Маленький мой, ты у меня один на свете, я тебя больше всех люблю. Не забывай меня, пожалуйста, ни за что. Твой Женя».

«17/VI

Песик мой дорогой, я все скучаю и все беспокоюсь. Как твой животик? Меня уже перестали утешать рассуждения о завтра и послезавтра. Я хочу, чтобы ты сейчас, сегодня, все время, была дома. Песик, прости за дурацкие письма, я тоскую до одурения. Невозможно ждать. До завтра как будто тысяча лет.

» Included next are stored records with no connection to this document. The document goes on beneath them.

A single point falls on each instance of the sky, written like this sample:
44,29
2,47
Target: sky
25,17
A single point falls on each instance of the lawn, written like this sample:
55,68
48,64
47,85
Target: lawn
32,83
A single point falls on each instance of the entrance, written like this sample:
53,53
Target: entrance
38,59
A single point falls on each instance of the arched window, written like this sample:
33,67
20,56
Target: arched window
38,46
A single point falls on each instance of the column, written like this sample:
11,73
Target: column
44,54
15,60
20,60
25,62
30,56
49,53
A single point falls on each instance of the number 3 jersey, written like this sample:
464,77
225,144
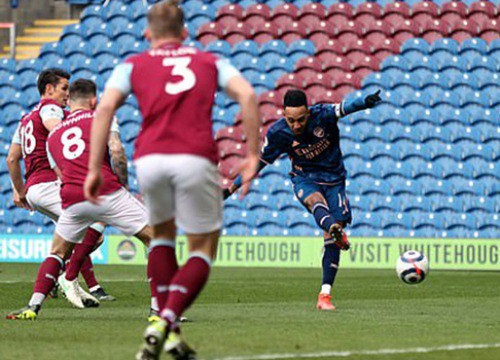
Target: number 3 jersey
175,87
31,134
68,148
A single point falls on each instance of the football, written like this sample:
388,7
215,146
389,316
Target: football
412,267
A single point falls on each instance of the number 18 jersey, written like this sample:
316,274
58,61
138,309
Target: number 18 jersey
175,86
68,148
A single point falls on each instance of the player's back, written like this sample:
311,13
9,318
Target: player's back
33,138
69,149
175,87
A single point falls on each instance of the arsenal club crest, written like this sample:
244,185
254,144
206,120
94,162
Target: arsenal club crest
319,132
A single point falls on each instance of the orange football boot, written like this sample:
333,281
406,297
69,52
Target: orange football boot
324,302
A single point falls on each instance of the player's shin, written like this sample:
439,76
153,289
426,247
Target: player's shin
330,264
321,213
186,286
81,257
46,278
162,266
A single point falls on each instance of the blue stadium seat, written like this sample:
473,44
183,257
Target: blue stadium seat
474,44
247,46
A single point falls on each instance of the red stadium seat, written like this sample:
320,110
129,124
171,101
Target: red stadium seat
256,22
435,29
289,10
377,31
315,9
425,11
309,62
340,10
367,11
258,10
359,47
481,10
398,8
293,28
488,29
289,80
451,17
386,48
464,29
268,28
231,132
330,47
271,97
319,27
406,30
209,32
232,10
454,7
348,31
227,21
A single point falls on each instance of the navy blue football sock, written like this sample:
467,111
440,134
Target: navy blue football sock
322,216
330,264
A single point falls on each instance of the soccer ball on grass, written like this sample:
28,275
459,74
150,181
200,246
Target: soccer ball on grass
412,267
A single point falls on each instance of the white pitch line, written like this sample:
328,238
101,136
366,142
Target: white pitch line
363,352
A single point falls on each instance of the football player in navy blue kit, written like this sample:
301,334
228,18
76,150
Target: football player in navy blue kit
309,135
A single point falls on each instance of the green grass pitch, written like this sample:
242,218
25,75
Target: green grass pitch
249,313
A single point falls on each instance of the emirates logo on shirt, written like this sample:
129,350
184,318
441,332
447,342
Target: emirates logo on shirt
319,132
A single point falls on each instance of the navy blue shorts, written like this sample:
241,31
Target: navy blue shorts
335,196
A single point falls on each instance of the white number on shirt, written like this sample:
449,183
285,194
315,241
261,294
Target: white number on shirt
28,140
73,145
181,68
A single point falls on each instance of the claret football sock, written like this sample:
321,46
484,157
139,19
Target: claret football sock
330,263
80,259
162,266
46,278
322,216
187,284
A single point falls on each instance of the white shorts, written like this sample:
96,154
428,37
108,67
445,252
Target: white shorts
46,199
119,209
184,187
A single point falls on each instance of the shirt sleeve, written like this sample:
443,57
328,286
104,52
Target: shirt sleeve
225,71
271,150
120,78
16,138
114,125
51,111
50,157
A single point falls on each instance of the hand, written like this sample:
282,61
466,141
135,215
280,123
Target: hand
21,201
247,170
92,186
226,193
373,99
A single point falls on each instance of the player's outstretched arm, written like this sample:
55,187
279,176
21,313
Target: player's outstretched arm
240,90
359,104
14,165
99,135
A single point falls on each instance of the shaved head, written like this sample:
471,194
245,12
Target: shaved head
166,19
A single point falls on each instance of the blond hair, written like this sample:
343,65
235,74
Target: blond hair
166,19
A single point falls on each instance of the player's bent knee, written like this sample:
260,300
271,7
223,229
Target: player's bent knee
313,199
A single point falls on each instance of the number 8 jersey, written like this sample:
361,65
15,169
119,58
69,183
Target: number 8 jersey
68,148
32,136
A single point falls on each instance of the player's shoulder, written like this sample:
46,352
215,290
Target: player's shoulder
278,129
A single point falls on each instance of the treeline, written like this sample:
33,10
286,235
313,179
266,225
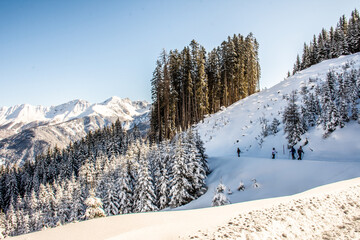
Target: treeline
330,104
189,84
343,40
111,168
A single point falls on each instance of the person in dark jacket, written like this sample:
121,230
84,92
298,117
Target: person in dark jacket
273,153
238,151
300,152
293,151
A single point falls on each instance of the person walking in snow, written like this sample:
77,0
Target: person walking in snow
300,152
293,151
273,153
238,151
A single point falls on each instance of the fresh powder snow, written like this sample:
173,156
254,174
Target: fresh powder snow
272,202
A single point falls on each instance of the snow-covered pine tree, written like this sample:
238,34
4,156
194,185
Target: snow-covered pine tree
110,200
93,207
33,211
44,197
2,225
313,110
196,170
144,188
124,190
353,35
353,81
274,127
342,102
291,120
201,152
162,174
329,114
10,221
220,197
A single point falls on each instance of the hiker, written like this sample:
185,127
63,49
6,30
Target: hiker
273,153
238,151
293,151
300,152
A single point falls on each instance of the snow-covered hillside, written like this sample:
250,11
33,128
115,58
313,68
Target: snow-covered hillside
325,161
329,160
27,130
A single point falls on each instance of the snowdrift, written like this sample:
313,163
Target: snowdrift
332,210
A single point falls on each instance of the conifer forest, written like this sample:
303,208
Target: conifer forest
109,172
189,84
344,39
114,171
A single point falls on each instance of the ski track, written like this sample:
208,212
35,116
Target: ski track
327,216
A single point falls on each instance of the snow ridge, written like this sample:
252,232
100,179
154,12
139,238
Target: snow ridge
27,130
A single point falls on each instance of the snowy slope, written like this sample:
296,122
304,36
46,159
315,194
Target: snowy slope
327,212
330,160
26,130
240,121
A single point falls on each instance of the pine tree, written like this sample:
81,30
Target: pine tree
180,191
343,102
124,191
274,126
93,207
291,120
329,115
195,168
220,198
144,187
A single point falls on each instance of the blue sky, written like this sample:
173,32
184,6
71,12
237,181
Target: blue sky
56,51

Пес мой родной, я честно пробую работать каждый день, и работаю очень плохо. Мне без тебя работать невозможно. Первые дни я беспокоился, мотался, бегал, а сейчас только скучаю, скучаю, скучаю. Я не курю. Гимнастику начинаю на днях. Просыпаюсь я рано, в шесть-семь, и больше не сплю, думаю о тебе. А ложусь поздно. А сны вижу дурацкие. Поскорее вернись, миленький, обратно к нам. Сейчас до того неуютно, ни на что не похоже, пусто, уныло. Как неудобно спать одному, если бы ты знала. Первые дни я посплю на диване, а потом будем спать вместе опять. Ладно, Котик? Я ничего не хочу, только бы ты лежал совсем около меня и разговаривал бы потихоньку. Я тебя люблю, мой маленький, в сто раз больше, чем раньше. Прости меня, родной, что я ною, но чем дальше, тем меньше у меня терпения.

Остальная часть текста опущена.